I am working on a personal 2D game engine development in my free times based on SDL and I faced with an encapsulation problem.
I divided and encapsulated all my classes such as Application, ApplicationWindow, Renderer, Texture, and so on. Renderer class encapsulates SDL_Renderer and it is used to render every frame. My Texture class encapsulate SDL_Texture and as you know, if you want to load a texture in SDL, you have to send SDL_Renderer as a parameter and this situation has begun to give me real a headache.
When I checked the various tutorials, books, etc. I saw that people usually chose the easy way out:
Making the SDL_Renderer global, or
Making the Renderer class as singleton and adding a getSDLRenderer() method
I do not agree any of these approaches and I believe that these are not the real solutions, only some easy "work around"s.
A common c++ solution I have seen is to use a context struct that holds pointers to the Renderer, and whatever else that is used in many many classes.

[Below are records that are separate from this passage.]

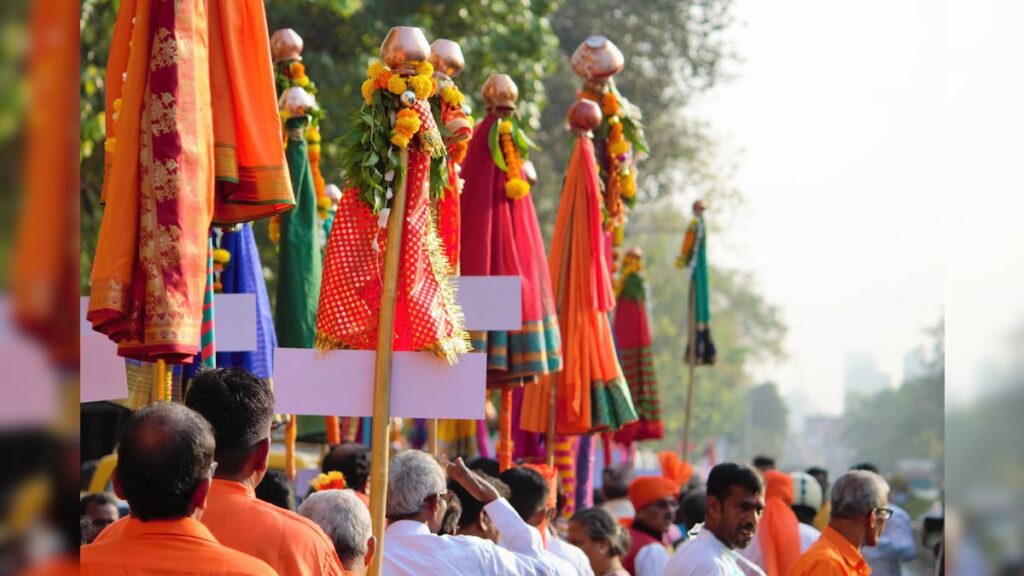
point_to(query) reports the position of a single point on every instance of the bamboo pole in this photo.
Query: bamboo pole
(432, 437)
(381, 434)
(691, 356)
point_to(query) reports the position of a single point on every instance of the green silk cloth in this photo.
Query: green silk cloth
(300, 262)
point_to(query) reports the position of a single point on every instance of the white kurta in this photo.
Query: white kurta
(411, 549)
(705, 554)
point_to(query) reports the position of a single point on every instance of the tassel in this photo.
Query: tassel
(333, 429)
(291, 433)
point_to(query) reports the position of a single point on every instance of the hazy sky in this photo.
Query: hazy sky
(859, 128)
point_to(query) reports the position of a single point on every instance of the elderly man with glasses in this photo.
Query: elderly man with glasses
(859, 500)
(417, 500)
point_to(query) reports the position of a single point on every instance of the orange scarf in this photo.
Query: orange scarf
(779, 529)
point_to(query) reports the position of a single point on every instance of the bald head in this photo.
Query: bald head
(165, 452)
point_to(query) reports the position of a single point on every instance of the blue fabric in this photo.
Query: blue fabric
(244, 275)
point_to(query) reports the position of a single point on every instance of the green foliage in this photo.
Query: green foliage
(747, 330)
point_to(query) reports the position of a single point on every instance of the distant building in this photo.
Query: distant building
(861, 375)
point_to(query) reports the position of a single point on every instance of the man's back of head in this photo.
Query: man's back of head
(615, 481)
(346, 521)
(528, 492)
(165, 453)
(240, 406)
(413, 478)
(351, 459)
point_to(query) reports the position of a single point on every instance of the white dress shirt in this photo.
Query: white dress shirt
(572, 554)
(705, 554)
(411, 549)
(651, 560)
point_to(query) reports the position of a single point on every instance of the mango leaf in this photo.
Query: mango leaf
(496, 149)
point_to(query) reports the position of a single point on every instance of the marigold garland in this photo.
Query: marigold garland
(333, 480)
(515, 187)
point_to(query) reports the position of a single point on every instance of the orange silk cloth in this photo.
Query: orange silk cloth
(779, 529)
(584, 296)
(449, 209)
(164, 95)
(131, 547)
(426, 317)
(289, 542)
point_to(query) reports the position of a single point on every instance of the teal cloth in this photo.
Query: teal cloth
(300, 261)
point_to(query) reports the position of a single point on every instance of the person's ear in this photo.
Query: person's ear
(261, 455)
(118, 489)
(371, 550)
(198, 501)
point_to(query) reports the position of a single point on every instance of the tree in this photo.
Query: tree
(903, 422)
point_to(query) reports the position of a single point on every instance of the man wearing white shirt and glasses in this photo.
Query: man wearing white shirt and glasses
(417, 500)
(735, 500)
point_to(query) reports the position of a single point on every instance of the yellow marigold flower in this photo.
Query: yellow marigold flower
(399, 139)
(422, 85)
(629, 186)
(395, 84)
(375, 69)
(221, 256)
(368, 89)
(619, 148)
(516, 189)
(453, 95)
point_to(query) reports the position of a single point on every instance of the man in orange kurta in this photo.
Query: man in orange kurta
(241, 406)
(165, 460)
(858, 517)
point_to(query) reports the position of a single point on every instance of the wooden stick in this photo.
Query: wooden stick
(691, 354)
(432, 437)
(505, 430)
(381, 435)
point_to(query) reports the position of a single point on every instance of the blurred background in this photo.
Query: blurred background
(859, 161)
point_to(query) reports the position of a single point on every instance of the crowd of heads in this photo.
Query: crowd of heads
(169, 453)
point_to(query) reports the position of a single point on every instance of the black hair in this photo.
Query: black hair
(725, 476)
(615, 482)
(240, 406)
(600, 526)
(486, 465)
(529, 490)
(164, 452)
(351, 459)
(453, 517)
(97, 498)
(805, 513)
(693, 507)
(471, 507)
(276, 489)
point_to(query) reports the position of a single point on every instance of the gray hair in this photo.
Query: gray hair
(856, 493)
(344, 518)
(414, 477)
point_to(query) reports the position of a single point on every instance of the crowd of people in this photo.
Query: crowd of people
(202, 501)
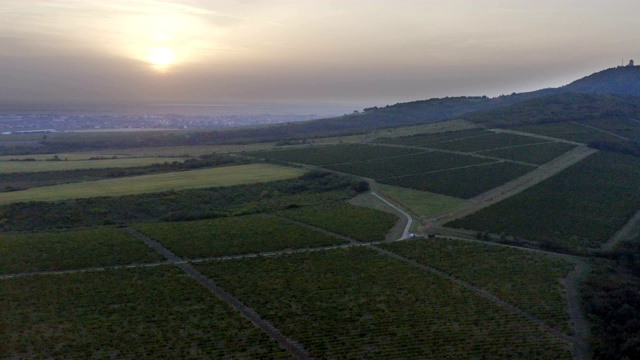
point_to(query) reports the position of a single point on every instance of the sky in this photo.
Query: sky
(354, 52)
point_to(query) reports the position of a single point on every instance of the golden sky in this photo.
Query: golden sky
(358, 51)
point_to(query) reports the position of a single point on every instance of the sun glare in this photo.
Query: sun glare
(161, 57)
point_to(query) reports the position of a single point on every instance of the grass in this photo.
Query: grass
(464, 182)
(204, 178)
(64, 156)
(358, 304)
(7, 167)
(234, 235)
(533, 154)
(363, 224)
(526, 279)
(576, 210)
(150, 313)
(65, 250)
(421, 203)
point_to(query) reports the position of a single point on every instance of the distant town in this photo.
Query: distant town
(46, 122)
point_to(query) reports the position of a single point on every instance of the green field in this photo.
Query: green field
(355, 303)
(153, 313)
(427, 140)
(337, 154)
(567, 131)
(405, 165)
(221, 176)
(462, 183)
(359, 223)
(533, 154)
(7, 167)
(64, 250)
(233, 236)
(63, 156)
(578, 209)
(421, 203)
(528, 280)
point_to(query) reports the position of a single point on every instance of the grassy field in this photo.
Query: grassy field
(64, 156)
(359, 223)
(526, 279)
(337, 154)
(64, 250)
(578, 209)
(358, 304)
(234, 235)
(36, 166)
(152, 313)
(462, 183)
(421, 203)
(533, 154)
(222, 176)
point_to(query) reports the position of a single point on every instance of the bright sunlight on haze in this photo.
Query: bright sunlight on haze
(350, 51)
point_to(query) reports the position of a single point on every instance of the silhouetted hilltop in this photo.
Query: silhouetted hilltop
(623, 80)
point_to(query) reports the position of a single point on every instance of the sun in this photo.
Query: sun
(161, 57)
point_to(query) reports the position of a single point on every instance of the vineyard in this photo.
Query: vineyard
(533, 154)
(432, 139)
(63, 250)
(464, 182)
(355, 303)
(326, 155)
(234, 236)
(528, 280)
(153, 313)
(487, 142)
(359, 223)
(578, 209)
(406, 165)
(567, 131)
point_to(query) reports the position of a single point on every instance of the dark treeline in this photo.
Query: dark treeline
(27, 180)
(611, 297)
(179, 205)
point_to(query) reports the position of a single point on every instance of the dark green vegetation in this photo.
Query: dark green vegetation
(611, 295)
(534, 153)
(149, 313)
(177, 205)
(22, 181)
(64, 250)
(359, 223)
(327, 155)
(410, 164)
(235, 235)
(528, 280)
(356, 303)
(465, 182)
(576, 210)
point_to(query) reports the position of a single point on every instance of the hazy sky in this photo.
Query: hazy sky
(351, 51)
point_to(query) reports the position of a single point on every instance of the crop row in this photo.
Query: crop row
(152, 313)
(326, 155)
(528, 280)
(234, 235)
(567, 131)
(488, 142)
(533, 154)
(580, 208)
(357, 222)
(356, 303)
(64, 250)
(464, 182)
(407, 165)
(432, 139)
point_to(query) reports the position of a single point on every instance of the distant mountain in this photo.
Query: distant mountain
(622, 80)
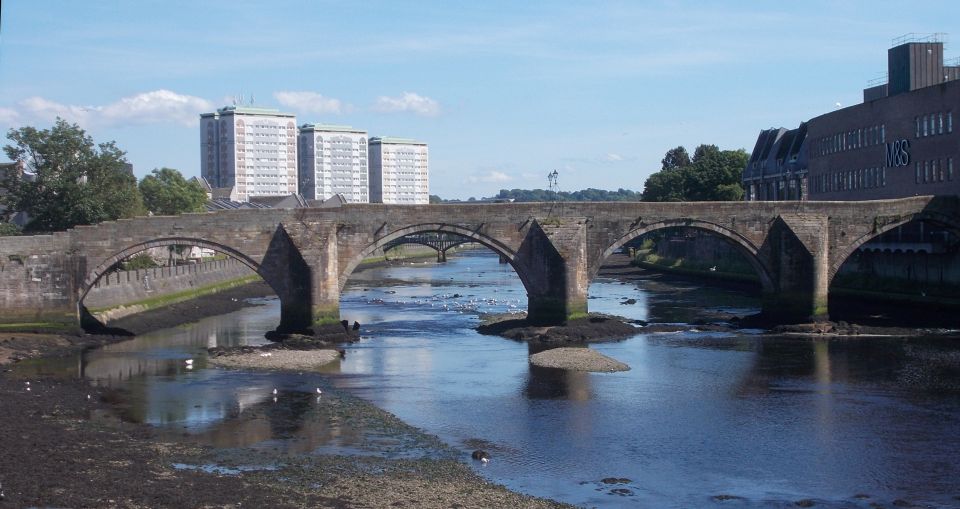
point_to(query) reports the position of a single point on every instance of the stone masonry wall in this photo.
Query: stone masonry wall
(126, 287)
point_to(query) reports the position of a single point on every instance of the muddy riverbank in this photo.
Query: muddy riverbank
(63, 445)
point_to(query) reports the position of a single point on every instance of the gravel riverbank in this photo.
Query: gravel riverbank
(291, 360)
(64, 444)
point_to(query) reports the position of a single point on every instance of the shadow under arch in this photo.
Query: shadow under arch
(505, 252)
(746, 248)
(947, 222)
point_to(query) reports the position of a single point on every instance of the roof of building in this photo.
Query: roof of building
(248, 110)
(218, 193)
(203, 183)
(225, 203)
(290, 201)
(332, 128)
(395, 141)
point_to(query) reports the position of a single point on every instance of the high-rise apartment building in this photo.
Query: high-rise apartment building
(399, 171)
(251, 149)
(333, 160)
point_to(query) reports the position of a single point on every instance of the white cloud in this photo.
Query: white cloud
(309, 102)
(157, 106)
(492, 177)
(8, 116)
(409, 101)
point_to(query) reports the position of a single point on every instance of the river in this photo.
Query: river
(701, 417)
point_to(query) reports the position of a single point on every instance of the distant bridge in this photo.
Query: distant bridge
(440, 242)
(306, 255)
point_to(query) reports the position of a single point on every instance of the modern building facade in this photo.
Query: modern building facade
(777, 168)
(251, 149)
(899, 142)
(399, 171)
(333, 160)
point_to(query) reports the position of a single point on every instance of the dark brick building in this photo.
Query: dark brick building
(899, 142)
(777, 169)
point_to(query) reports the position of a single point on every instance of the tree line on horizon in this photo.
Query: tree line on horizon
(77, 182)
(710, 175)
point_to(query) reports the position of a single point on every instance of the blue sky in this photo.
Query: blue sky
(503, 92)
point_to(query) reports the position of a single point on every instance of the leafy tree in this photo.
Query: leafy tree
(676, 158)
(8, 229)
(74, 181)
(526, 195)
(139, 261)
(711, 175)
(665, 185)
(166, 193)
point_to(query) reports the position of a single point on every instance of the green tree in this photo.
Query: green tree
(710, 175)
(74, 181)
(675, 159)
(166, 193)
(8, 229)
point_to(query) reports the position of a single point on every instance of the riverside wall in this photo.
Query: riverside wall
(123, 293)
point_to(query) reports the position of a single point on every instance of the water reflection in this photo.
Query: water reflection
(551, 383)
(769, 419)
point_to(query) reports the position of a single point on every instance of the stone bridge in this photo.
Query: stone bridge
(556, 248)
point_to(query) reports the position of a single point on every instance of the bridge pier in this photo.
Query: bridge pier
(799, 258)
(553, 257)
(301, 266)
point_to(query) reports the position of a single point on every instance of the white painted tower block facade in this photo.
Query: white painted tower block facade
(251, 149)
(399, 171)
(333, 160)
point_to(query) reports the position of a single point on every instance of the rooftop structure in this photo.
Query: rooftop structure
(399, 171)
(253, 149)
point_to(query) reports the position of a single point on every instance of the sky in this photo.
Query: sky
(503, 92)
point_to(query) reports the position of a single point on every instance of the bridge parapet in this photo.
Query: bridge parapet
(556, 248)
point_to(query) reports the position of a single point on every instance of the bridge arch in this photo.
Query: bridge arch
(746, 248)
(948, 222)
(491, 243)
(94, 275)
(439, 245)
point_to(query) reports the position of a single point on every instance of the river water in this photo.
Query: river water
(769, 420)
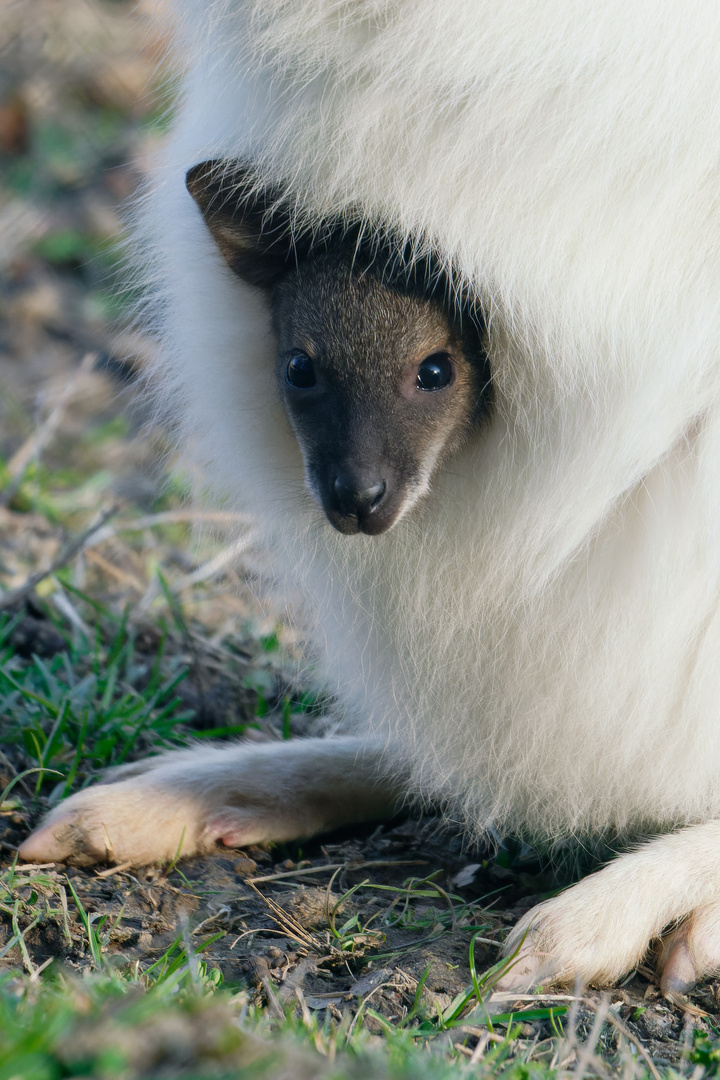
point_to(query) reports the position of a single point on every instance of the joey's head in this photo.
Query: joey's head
(379, 378)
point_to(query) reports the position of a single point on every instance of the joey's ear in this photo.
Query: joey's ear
(250, 226)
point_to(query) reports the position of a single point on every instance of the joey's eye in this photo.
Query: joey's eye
(435, 372)
(300, 372)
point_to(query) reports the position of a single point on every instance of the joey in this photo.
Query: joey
(380, 375)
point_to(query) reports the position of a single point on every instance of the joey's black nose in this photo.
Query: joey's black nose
(356, 498)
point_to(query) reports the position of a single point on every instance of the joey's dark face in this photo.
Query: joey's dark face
(379, 383)
(379, 380)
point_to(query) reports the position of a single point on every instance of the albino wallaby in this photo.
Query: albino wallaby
(522, 617)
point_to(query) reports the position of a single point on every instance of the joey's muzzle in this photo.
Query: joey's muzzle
(360, 500)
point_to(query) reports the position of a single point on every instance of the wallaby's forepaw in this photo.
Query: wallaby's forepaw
(188, 801)
(130, 821)
(601, 928)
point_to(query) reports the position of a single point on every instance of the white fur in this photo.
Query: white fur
(539, 639)
(541, 633)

In my case I have a TitleScene request this from the SceneManager via Protected BaseScene function.
struct Context {
SDL_Renderer *renderer;
// Whatever
}
class BaseScene {
protected:
SharedContext* getSharedContext() const;
}
void TitleScene::render() {
SDL_Renderer* renderer = getSharedContext()->renderer;
// Do whatever with Renderer
}
Thousands, perhaps millions of games have shipped with globals and singletons, and guess what, NO ONE CARES. If it works then use it. Why waste time on creating structures and doing things “correctly”, I got news for you, what you think is “correct” another person thinks is incorrect, just make a global and call it a day. Unless you plan on having multiple renderers active at the same time then I would definitely not make it a parameter in every call.
This guy is right about singletons
Have a look for CppCon 2014: Nicolas Fleury “C++ in Huge AAA Games” on youtube, its a good watch.
“Works or did work for Ubisoft”
One of the things he talks about is singletons.
Don’t get caught up in writing the best code ever because you will never finish anything.
I would use a context then. But why even encapsulate it? SDL is open source, if it dies just take the code and maintain it, or whatever you have to port to make a wrapper for that using the SDL syntax if the time ever comes. If you don’t ever think you’ll remove SDL then save yourself a ton of time and headaches and use it directly.